Monday, January 7, 2008

Injury cases dominate MSC's Jan. oral argument calendar

Plaintiff-side and insurance defense lawyers have a lot to look forward to when the Michigan Supreme Court hears its January calendar of oral arguments.

The high court's docket is top-heavy with personal injury cases this month. The court's crack public information staff, led by Michigan Lawyers Weekly alumna Marcia McBrien, has prepared a comprehensive case guide.

Some selected highlights:

Estate of Buckner v. City of Lansing: Three Lansing children, on their way to a fast-food restaurant, found the sidewalk blocked by ice and snow, at least partially the result of the city's snowplowing efforts. They walked in the street instead of crossing over to another sidewalk, which was cleared. Two were hit by a car. One died. Two suits were filed. The first alleged that the city's failure to remove an unnatural accumulation of ice and snow from the sidewalk forced the children to use the street. The second suit theorized that the sidewalk was physically defective and that the city was negligent by not properly closing the sidewalk. The city said the highway exception to governmental immunity did not apply to either case. The Court of Appeals dismissed the second suit but let the first one go forward. COA decision here. Parties' MSC briefs here.

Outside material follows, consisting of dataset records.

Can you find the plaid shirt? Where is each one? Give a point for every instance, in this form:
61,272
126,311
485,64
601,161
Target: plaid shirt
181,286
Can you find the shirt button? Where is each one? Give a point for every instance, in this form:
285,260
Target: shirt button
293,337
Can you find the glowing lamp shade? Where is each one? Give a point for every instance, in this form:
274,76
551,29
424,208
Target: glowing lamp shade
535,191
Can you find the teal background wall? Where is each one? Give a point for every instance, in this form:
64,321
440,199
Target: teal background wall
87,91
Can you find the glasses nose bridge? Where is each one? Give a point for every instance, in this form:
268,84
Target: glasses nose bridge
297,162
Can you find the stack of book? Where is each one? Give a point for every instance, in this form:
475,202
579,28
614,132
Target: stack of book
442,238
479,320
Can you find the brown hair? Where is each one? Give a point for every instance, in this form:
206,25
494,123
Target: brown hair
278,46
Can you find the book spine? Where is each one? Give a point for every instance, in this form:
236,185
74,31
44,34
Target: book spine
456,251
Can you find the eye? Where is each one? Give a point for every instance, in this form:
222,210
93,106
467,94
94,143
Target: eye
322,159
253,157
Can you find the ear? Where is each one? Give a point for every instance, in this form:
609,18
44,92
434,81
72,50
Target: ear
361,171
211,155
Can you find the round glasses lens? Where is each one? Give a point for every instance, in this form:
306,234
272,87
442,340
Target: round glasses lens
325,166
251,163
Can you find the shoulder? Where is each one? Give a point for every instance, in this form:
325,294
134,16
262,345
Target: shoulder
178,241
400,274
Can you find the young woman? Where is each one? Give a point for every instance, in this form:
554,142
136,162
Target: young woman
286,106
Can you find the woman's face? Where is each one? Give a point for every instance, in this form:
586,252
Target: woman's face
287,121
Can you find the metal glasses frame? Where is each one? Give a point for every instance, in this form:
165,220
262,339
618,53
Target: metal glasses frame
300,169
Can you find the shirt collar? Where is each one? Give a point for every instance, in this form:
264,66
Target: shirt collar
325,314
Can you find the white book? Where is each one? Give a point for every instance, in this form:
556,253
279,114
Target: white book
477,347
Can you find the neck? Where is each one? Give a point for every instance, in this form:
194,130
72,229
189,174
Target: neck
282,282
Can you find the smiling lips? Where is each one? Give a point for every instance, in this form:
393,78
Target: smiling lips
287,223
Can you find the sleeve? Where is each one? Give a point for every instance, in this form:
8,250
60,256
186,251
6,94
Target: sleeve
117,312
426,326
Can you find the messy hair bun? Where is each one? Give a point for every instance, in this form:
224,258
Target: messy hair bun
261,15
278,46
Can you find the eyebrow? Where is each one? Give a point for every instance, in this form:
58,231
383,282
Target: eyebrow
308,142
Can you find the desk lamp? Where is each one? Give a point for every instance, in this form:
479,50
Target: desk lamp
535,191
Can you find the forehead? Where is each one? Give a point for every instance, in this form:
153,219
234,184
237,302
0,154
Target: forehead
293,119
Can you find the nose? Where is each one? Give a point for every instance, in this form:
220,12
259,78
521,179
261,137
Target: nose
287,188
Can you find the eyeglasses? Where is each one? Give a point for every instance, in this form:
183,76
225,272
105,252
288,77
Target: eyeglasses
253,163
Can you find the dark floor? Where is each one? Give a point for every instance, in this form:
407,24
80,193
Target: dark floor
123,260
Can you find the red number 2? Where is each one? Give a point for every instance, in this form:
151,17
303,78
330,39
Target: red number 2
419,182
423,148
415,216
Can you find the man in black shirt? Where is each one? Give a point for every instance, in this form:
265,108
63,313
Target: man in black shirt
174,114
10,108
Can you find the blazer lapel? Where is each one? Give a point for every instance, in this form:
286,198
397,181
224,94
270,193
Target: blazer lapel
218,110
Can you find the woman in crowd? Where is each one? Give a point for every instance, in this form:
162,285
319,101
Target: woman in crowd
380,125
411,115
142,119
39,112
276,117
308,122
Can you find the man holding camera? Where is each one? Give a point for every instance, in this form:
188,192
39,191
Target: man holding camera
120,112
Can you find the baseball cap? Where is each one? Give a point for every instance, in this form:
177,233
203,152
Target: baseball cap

Allison v. AEW Capital Mgt.: A tenant slipped and fell on snow and ice in the apartment complex parking lot and sued the landlord for violating MCL 554.139(1), which require a landlord to keep "the premises and all common areas" fit for "the use intended by the parties" and to "keep the premises in reasonable repair during the term of the lease. The bone of contention in this case is a footnote in Teufel v. Watkins, 267 Mich. App. 425 (2005), which stated that snow and ice are not premises defects, so a landlord has no statutory duty to deal with snow and ice removal. The Court of Appeals, in ruling that the landlord violated the statute, said the footnote was ignorable dicta. The landlord argues the footnote is binding precedent. COA decision here. Parties' MSC briefs here.

Rodriguez v. A.S.E. Indus.: A factory worker's scalp was ripped from her head by an unguarded machine roller. In the resulting product liability litigation, a jury awarded her $10 million and found the machine manufacturer 30 percent at fault. The jury also found the manufacturer was not grossly negligent. This finding would normally trigger a statutory cap on damages but in this case, the trial court refused to apply the cap after making independent factual determinations that the manufacturer knew about the defect, willfully disregarded that knowledge and that injury was likely to occur. The COA affirmed after ruling that a trial court may make factual findings inconsistent with the jury's findings, and may independently determine that the non-economic damages cap does not apply. COA decision here. Parties' MSC briefs here.

Mintner v. City of Grand Rapids.: A police car struck a pedestrian while she crossed the street. Toe and neck injuries, a closed head injury and a forehead scar were the basis of her no-fault complaint. The trial court tossed the suit but the COA saved the closed-head and scar claims. There should be lots of tangling with Kreiner v. Fischer, 471 Mich. 109 (2004), in this one. COA lead opinion here. COA concurring opinion here. COA concurring/dissenting opinion here. Parties' MSC briefs here.

Arguments begin Jan. 8 and 9 at 9:30 a.m. at the Hall of Justice in Lansing. Michigan Government Television will broadcast live, joining the court in progress at 10:00 a.m. each day. MGTV has a handy station locator for your local cable system. There are replays throughout the month, and tapes can be ordered. More information here.